A operação “Face Off”, deflagrada pela Polícia Federal na terça-feira (13), expôs a fragilidade dos sistemas de autenticação biométrica ao desarticular uma associação criminosa especializada em fraudar contas digitais vinculadas à plataforma Gov.br, utilizando técnicas avançadas de alteração facial.
As investigações revelaram que os criminosos simulavam traços faciais de terceiros para obter acesso indevido às contas digitais das vítimas, assumindo o controle total dos perfis e, consequentemente, de serviços públicos e informações pessoais sensíveis.
O Meu INSS, o canal digital de comunicação do instituto com os segurados, está ligado justamente à plataforma Gov.br, que é um dos pontos para acessar benefícios e gerar consignados.
Como mostrou a Folha, as fraudes no consignado entraram na mira das investigações após a operação “Sem Desconto”, que desbaratou o esquema de corrupção bilionário por meio dos descontos associativos.
Há dois principais problemas mapeados com a concessão do empréstimo consignado para aposentados, pensionistas e beneficiários do BPC (Benefício de Prestação Continuada). O primeiro deles é o assédio dos chamados pastinhas, correspondentes bancários que prestam serviços aos bancos para fazer empréstimos consignados.
Eles conseguem a lista das pessoas que vão se aposentar via acesso ao sistema da Dataprev, antes mesmo de os segurados serem avisados da concessão do benefício. Técnicos do INSS ouvidos pela Folha avaliam que a fragilidade dos empréstimos consignados começa pelo acesso aos dados.
A Dataprev chegou a desenvolver um sistema que identificava indícios de acessos fraudulentos, mas há casos de pastinhas comprando de hackers os dados de quem está se aposentando e informações sobre margem de consignação (o quanto ele pode comprometer da renda para o empréstimo), além do telefone da pessoa.
O segundo problema, mais grave do que o assédio, é o empréstimo sem a pessoa autorizar. A situação mais comum é a do segurado que no passado fez um empréstimo consignado, mas não quer mais outro financiamento.
O pastinha fica com os dados do segurado, inclusive cópia da sua assinatura, do empréstimo anterior. Como há aumento todo ano do benefício, ele coleta as informações com os hackers da nova margem consignável e faz o empréstimo sem a pessoa pedir. Muitos aposentados desavisados pegam o dinheiro na conta e gastam, consolidando o crédito. Quem reclama tem que pedir o cancelamento para anular o empréstimo.
O caso mais grave das fraudes é quando o pastinha falsifica a assinatura e registra um empréstimo com a margem consignável completa. Esses correspondentes são remunerados pela quantidade de empréstimos que fecham.

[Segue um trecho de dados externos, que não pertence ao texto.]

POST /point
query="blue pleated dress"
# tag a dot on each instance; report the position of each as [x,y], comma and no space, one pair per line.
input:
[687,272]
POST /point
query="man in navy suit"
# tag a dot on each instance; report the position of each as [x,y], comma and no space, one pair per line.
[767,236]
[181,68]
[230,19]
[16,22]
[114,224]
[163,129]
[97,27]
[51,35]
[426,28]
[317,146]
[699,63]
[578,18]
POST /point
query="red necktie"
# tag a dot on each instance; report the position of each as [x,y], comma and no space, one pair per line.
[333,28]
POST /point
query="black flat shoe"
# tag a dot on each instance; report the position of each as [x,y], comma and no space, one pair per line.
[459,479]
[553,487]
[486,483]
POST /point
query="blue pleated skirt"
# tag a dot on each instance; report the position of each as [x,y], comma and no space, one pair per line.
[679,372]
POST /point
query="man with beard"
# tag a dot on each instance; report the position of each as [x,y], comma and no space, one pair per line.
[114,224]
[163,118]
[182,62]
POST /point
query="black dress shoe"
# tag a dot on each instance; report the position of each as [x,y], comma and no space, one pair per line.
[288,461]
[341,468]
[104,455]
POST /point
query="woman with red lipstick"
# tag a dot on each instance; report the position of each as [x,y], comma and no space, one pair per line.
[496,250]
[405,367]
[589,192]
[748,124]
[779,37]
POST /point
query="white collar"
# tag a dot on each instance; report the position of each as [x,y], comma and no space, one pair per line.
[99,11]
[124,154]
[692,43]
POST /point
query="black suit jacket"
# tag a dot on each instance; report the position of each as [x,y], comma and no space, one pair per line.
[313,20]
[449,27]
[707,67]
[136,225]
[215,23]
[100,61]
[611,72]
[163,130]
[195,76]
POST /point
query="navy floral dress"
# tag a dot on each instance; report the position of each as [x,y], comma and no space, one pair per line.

A biometria hoje é feita no aplicativo Meu INSS. Mas, além de não haver verificação com os dados do TSE, há um contingente de 35% dos aposentados e pensionistas do INSS que nem sequer fizeram o cadastramento de biometria facial junto ao tribunal eleitoral. Isso os impede de fazer o desbloqueio por biometria via Meu INSS.
Hoje, o INSS tem 40 milhões de segurados –sendo que 15 milhões têm contrato de empréstimo consignado. Ainda não há uma apuração concluída de quantas operações de consignado a beneficiários do INSS foram feitas sem autorização, e qual o montante das operações.
O novo presidente do INSS, Gilberto Waller Junior, editou uma norma na semana passada exigindo que qualquer nova operação de consignado só poderá ter o desconto registrado na folha do aposentado mediante biometria facial.